Smishing has been identified as a new and sophisticated method of obtaining personal and financial information from victims using fake forms on fraudulent websites. Smishing is a cyberattack tactic that combines SMS (short message service, commonly referred to as SMS) and phishing.
Infoblox Inc., a leader in secure, cloud-managed network services, has released a new edition of the company’s Quarterly Cyber Threat Report, a security intelligence report that compiles top threats and security vulnerabilities detected across the over the previous three months on a quarterly basis. base worldwide. Among the key findings of this report, which covers the months of April to June 2022, are:
Smishing – a strategy that combines SMS and phishing
Smishing messages are sent by bad actors to trick victims into revealing private information including passwords, identity data, and financial data. The messages usually include an encouragement for the recipient to click on a link, which may be for a site that hosts malware or a page that attempts to convince the user to submit data through a form.

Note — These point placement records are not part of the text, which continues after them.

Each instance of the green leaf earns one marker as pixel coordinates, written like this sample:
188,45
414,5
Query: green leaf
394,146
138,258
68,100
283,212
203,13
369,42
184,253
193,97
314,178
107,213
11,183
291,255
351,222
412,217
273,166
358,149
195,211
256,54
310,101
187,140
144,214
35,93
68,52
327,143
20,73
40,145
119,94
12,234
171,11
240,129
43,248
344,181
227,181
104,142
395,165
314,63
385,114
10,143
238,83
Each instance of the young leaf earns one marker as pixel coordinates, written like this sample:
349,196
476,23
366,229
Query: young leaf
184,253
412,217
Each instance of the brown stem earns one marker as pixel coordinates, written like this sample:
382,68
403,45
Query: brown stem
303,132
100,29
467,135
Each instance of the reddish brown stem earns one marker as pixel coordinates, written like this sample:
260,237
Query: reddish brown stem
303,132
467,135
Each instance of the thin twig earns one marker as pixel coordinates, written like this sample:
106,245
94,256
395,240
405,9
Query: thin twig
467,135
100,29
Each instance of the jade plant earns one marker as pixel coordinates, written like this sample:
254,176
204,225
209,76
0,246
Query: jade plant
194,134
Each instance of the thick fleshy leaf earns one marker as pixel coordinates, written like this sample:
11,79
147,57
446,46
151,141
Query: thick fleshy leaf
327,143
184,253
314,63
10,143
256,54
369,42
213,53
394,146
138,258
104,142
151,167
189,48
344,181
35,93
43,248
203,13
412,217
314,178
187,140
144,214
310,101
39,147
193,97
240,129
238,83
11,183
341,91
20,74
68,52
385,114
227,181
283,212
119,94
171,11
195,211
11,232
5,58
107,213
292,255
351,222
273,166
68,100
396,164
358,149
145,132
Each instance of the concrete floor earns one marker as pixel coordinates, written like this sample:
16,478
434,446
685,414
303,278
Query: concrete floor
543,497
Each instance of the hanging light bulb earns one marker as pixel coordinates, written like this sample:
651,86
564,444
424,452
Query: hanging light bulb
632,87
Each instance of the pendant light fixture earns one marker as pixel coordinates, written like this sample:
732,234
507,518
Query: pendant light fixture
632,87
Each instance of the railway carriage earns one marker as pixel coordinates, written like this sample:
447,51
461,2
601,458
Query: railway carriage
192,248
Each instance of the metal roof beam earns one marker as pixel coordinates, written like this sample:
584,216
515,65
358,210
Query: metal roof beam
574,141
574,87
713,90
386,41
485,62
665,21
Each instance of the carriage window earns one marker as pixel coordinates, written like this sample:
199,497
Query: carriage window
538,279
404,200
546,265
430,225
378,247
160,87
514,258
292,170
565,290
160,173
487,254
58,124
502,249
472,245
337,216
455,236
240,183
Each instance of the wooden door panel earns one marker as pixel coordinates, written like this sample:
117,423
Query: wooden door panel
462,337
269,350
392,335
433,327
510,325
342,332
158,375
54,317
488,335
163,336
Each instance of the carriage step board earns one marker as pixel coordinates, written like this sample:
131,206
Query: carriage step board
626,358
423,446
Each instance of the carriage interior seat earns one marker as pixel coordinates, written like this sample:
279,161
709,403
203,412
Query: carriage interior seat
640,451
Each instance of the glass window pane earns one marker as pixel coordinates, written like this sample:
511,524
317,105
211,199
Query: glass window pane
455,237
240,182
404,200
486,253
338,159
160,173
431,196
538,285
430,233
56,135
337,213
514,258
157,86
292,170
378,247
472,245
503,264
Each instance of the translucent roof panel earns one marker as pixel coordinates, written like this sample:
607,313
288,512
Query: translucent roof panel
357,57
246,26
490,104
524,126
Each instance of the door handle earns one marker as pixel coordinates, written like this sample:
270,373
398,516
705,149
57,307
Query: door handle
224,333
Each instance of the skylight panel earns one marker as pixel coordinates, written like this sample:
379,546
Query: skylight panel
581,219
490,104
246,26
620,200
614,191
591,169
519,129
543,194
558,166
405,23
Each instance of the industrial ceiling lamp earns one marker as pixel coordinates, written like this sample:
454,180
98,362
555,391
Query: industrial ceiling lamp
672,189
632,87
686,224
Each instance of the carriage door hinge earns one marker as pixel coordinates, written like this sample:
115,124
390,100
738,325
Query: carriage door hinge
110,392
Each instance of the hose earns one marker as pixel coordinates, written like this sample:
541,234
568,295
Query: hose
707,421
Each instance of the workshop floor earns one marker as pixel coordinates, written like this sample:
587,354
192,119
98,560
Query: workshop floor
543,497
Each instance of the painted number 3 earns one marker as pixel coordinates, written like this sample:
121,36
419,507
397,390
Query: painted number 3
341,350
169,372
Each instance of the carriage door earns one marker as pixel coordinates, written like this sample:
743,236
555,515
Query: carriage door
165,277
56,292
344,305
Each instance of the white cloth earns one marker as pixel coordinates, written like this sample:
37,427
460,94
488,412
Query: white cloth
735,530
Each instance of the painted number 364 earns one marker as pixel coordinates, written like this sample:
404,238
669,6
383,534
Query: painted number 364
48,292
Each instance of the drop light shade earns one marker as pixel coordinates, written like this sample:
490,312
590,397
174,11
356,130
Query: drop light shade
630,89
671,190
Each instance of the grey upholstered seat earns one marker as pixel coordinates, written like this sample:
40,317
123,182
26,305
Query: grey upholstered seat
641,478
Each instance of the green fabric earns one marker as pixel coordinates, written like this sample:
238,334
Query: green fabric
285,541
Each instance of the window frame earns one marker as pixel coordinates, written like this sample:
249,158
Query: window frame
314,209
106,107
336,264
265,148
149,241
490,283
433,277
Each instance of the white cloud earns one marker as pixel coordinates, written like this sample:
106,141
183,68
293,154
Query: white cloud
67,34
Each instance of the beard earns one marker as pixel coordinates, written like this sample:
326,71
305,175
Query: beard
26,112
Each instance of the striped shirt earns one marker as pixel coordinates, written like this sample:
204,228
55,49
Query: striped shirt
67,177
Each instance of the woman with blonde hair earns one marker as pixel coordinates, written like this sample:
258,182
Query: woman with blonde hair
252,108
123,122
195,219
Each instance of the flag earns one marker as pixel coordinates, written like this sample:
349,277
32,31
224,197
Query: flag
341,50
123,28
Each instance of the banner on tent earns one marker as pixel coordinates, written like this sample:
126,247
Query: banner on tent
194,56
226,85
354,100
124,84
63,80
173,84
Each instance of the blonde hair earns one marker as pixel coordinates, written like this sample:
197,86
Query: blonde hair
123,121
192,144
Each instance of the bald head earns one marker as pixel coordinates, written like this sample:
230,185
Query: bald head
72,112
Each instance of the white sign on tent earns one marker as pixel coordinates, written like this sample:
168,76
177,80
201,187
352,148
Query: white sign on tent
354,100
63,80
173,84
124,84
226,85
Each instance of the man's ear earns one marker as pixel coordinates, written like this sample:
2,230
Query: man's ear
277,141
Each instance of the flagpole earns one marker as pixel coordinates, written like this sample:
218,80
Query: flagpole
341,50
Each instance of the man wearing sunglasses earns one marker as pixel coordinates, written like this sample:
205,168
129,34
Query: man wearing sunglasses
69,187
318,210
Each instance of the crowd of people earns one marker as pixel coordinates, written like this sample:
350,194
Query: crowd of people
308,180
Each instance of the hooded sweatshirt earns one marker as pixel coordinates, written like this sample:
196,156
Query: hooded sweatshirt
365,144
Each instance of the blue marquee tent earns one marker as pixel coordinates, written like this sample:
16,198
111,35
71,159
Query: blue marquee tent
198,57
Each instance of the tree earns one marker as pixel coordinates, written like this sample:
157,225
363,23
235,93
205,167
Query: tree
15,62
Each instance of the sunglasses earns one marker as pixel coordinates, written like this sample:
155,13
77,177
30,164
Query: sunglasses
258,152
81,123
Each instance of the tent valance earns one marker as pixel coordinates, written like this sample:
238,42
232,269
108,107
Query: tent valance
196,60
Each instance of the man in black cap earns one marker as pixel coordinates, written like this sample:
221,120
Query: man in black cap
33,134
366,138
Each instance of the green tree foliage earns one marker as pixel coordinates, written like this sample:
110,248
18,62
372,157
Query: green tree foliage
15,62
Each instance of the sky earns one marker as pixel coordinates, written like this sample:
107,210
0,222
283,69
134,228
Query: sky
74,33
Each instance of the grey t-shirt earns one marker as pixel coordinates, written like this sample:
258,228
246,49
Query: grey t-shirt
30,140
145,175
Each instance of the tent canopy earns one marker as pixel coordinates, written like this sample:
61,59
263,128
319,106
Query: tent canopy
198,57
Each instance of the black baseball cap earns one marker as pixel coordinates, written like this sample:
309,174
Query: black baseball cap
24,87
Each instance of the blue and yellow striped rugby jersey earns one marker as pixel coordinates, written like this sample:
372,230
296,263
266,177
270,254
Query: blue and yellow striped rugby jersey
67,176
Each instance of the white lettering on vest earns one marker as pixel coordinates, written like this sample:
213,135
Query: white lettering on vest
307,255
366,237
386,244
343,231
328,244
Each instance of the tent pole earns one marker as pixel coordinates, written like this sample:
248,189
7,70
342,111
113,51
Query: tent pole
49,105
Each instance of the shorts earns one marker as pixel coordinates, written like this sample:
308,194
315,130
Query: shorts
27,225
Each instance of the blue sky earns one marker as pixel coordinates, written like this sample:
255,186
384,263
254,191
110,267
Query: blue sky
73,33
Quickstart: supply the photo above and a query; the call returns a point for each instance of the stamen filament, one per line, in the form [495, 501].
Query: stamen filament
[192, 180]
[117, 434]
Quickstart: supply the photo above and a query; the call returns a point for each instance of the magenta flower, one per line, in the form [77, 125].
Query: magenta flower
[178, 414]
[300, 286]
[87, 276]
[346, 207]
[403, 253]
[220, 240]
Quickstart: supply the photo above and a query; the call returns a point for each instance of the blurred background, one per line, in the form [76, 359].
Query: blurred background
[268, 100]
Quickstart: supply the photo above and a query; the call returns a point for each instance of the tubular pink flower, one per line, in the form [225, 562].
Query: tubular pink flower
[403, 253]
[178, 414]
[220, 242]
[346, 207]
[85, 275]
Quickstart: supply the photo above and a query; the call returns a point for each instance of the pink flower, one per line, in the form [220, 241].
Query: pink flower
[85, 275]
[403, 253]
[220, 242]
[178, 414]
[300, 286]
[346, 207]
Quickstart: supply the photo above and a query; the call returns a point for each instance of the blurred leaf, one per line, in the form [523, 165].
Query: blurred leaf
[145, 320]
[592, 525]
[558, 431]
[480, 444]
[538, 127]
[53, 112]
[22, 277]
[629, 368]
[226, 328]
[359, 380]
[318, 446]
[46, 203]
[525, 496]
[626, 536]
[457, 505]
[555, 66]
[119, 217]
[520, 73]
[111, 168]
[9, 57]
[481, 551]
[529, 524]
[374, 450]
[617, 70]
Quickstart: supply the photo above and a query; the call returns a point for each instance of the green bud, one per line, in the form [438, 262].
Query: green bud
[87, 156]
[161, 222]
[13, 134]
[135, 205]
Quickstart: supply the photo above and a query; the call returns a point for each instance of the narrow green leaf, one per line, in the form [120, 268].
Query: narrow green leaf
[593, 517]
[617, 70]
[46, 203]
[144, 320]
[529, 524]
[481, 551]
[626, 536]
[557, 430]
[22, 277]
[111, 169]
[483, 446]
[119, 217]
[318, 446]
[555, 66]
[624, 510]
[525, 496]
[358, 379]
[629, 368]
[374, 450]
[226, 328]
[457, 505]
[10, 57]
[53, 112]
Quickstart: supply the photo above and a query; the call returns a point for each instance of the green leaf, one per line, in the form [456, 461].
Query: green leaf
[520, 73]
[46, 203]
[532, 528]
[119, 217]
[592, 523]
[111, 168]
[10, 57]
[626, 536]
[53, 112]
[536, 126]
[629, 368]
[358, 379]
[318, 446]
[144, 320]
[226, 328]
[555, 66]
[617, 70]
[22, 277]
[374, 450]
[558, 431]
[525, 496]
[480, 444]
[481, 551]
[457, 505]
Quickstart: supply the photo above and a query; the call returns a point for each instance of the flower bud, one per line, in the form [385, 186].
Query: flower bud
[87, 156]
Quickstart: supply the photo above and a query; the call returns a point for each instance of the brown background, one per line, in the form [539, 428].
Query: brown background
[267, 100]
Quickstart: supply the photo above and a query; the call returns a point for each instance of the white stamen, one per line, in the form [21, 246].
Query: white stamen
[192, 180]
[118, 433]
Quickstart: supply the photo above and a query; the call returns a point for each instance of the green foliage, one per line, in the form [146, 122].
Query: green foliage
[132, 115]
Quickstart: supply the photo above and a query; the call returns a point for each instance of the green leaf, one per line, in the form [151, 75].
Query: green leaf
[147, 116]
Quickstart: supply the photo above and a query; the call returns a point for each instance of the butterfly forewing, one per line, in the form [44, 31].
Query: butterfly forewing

Actors routinely used spoofed sender numbers in text messages to evade spam filters. However, messages that are not automatically detected by the mobile operator can be stopped by blocking the sender’s phone number. In response, threat actors continue to evolve their own techniques. In a well-known version of mobile phone spoofing, a recipient receives a text message or phone call from someone who appears to be in the area near the recipient. Users are hesitant to block local phone numbers for fear that it will also block legitimate phone calls and messages.
Spoofing the recipient’s phone number is another step forward by actors to overcome spam filtering and blocking and to convince users to click on links embedded in messages.
Prevention and Mitigation
Smishing messages are a common method for sending phishing links. Infoblox recommends the following precautions to avoid smishing attacks:
- Always be suspicious of unexpected text messages, especially those that appear to contain financial or delivery correspondence, documents, or links.
- Never click on URLs in text messages from unknown sources. In the campaign in question, the source was the recipient, who didn’t send the message, and that’s a red flag.
VexTrio DDGA Domains Spread Adware, Spyware and Scam Web Forms
Since February 2022, Infoblox’s Threat Intelligence Group (TIG) has been tracking malicious campaigns that use domains generated by a Dictionary Domain Generation Algorithm (DDGA) to run scams and distribute risky software, spyware, adware, potentially unwanted programs, and pornographic content. This attack is widespread and affects targets in many sectors.
- The user must visit the WordPress website from a search engine. For example, the referral URL might be https://www.google.com/.
- Cookies are enabled in the user’s web browser.
- The user has not visited a web page compromised by VexTrio in the last 24 hours.
Prevention and Mitigation
- Implementing Infoblox RPZ feeds in firewalls can stop actors connecting at the DNS level because all components described in this report (compromised websites, intermediate redirect domains, DDGA domains, and landing pages) require the DNS protocol. TIG detects these components daily and adds them to Infoblox’s RPZ feeds.
- Using Infoblox’s Threat Insight service, which performs real-time flow analysis on live DNS queries, can provide high-security coverage and protection against DGA-based as well as DDGA-based threats.
The Newly Observed Domains and the Ukrainian War
The wave of registration and observation of new domains related to the Russian invasion of Ukraine has been over for some time. Nonetheless, Infoblox research shows that low levels of new phishing campaigns, donation scams, and other suspicious activity are still being launched in an attempt to capitalize on the Ukraine crisis.
Overall, the data shows that the volume of legitimate domains exceeds that of malicious websites in the Infoblox environment. The rise of the newly observed domains began in the first week after the invasion (early March). For several weeks, many legitimate sites have been created to help bring relief to the Ukrainian people; however, cyber threat actors and scammers have also taken advantage of the crisis, creating their own sites and adding to the volume of newly observed domains. At the end of March (week 13), the number of domains began to decrease and the number of newly observed domains in the Infoblox data began to stabilize. The most recent trends, from April (week 14), show that on average the number of newly observed domains (legitimate and suspicious/malicious) continues to be higher – albeit slightly – compared to before the invasion.
Although the number of malicious domains is decreasing, users should remain vigilant. Based on previous experience, bad actors will continue to exploit individuals through email, malicious ads, and other means for as long as they can. For comparison, while covid-related malware campaigns peaked in 2020, we are still seeing them two years later. Users should carefully review donation requests from organizations they do not know and should not click on links from unknown sources.
Mohammed Al-Moneer, Regional Director, META at Infoblox, says, “Our report shares research on many dangerous malware threats. Effective security depends on timely and up-to-date threat intelligence. Using the tools included in Infoblox BloxOne Threat Defense, security teams can collect, normalize, and distribute highly accurate, multi-source threat intelligence to strengthen the entire security stack. Additional features can help SecOps speed up threat investigation and response by up to two-thirds.